I wish all this was true. If it was the Indian peasant who was doing all this buying, India's peasants would rival Arab sheikhs in wealth by now. Gold prices rose fourfold in the decade ending 2012 and threefold in the last three years alone, which means Indian peasants would have added $30 billion to $40 billion to their wealth.
To understand today's crisis, we have to turn to the wisdom of Jim Sidanius, professor of psychology at the University of California, Los Angeles, and his concept of 'legitimising myths'. In the 19th century, 'the white man's burden' -- the notion that England, France, Spain and other European nations had a duty to civilise the less civilised parts of the world such as Asia, Africa and South America' -- was the myth that was created and used to legitimise colonialism.
Many in North America believed that chattel slavery was benevolent and in the interest of African Americans, who they reasoned were simply incapable of attending to their own affairs. It was this myth that made an economic and moral argument to legitimise slavery.
In a similar fashion, the myth of the gold-obsessed Indian peasant is being invoked to legitimise the actions of many different players in the past two years leading up to the gold import crisis.
Indian banks facing regulatory pressure to lend more to the 'priority sector' used this legitimising myth to massively expand their lending to gold loan companies at concessional rates of interest, giving gold loan companies a bountiful supply of low-cost funds.
The 'priority sector' was supposed to comprise marginal and distressed farmers, tiny businesses and people such as manual scavengers who needed funding to seek alternative occupations. Indian banks have convinced the authorities that their lending to gold loan companies should also be counted as priority sector lending.
The legitimising myth of the poor Indian peasant who has access to no other financial instrument was invoked to accomplish this objective.

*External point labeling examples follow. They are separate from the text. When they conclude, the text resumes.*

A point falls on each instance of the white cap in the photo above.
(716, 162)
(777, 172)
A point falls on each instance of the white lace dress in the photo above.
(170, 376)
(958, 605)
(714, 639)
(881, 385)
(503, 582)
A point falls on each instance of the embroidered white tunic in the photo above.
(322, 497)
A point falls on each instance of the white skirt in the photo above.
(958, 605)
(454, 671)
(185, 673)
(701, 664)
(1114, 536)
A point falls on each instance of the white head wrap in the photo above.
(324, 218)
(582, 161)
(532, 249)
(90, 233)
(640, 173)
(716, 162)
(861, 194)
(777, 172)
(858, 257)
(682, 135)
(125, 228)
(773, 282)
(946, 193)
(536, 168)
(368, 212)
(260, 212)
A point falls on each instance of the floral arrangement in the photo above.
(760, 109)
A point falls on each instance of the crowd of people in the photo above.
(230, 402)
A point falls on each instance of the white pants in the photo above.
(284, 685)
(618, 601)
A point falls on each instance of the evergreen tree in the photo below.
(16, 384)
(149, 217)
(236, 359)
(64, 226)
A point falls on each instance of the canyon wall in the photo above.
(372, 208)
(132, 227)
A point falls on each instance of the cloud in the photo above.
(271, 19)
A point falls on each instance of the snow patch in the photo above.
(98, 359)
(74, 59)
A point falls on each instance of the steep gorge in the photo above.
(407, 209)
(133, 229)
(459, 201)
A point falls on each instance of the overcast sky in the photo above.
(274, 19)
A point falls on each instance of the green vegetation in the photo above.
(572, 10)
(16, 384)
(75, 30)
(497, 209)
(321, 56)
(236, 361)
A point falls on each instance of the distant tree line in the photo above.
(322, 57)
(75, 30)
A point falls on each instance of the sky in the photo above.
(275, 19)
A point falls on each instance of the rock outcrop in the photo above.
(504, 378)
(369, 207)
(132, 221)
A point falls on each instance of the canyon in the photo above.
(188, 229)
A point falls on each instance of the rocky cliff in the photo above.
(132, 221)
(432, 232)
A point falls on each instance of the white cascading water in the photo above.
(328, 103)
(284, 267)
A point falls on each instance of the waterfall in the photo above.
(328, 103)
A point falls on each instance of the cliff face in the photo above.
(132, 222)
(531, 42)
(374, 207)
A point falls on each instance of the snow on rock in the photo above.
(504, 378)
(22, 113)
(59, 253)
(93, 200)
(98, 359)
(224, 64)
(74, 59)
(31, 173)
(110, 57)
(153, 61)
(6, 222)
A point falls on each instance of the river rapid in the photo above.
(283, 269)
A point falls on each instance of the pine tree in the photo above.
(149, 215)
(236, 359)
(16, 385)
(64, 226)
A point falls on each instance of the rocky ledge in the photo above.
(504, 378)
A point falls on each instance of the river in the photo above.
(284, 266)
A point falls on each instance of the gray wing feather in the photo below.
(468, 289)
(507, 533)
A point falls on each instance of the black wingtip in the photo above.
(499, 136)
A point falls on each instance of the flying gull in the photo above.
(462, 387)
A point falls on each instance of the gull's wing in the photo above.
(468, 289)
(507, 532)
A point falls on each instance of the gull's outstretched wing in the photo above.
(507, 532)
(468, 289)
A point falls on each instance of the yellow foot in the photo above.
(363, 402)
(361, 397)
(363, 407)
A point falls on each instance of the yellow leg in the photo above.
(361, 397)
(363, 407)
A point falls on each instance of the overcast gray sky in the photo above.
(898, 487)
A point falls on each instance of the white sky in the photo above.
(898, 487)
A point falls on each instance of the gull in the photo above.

Except that the massive buyers of gold in the past two years have not been the distressed farmers or the manual scavengers.
The expert committee set up by the Reserve Bank of India explains the true motivation for buying gold in India: 'While all investments in financial savings instruments are recorded and lead to a clear trail for tax purposes, investment in gold generally eludes such tax traps.'
To put it bluntly, it is quite easy to slip a tiny and barely noticeable five-gram Ganesha worth Rs 17,000 into the palm of someone from whom you need a financial concession or speedy service. There is all evidence that parties to such transactions, both in the private and the government sector, are the ones driving the demand for gold -- not the poor peasant or the manual scavenger.
The trouble with legitimising myths such as the white man's burden and that of North American chattel slavery is that when such myths are invoked to support and justify the actions of a small minority, they can also damage larger society.
See the damage the gold import crisis is inflicting on India as it works its way through the Indian economy: Currency traders, on noticing that India's export revenue is so much smaller than its import payments, have speculatively driven down the value of the rupee; a depreciating rupee makes imported products such as oil more costly; State-owned oil firms are then faced with a dilemma -- either hold their selling prices for kerosene and diesel and demand that the government should give them vast subsidies, money found by the government by cutting investments in primary schools, health care, roads and bridges, or raise the prices of diesel and kerosene and in turn make vegetables and rice even more unaffordable for the poor peasant and manual scavenger!
And if the price of gold were to suddenly drop back to the level of five years ago, we would have a banking crisis as well on our hands. Such is the insidious power of a legitimising myth.
Ajit Balakrishnan is the author of The Wave Rider.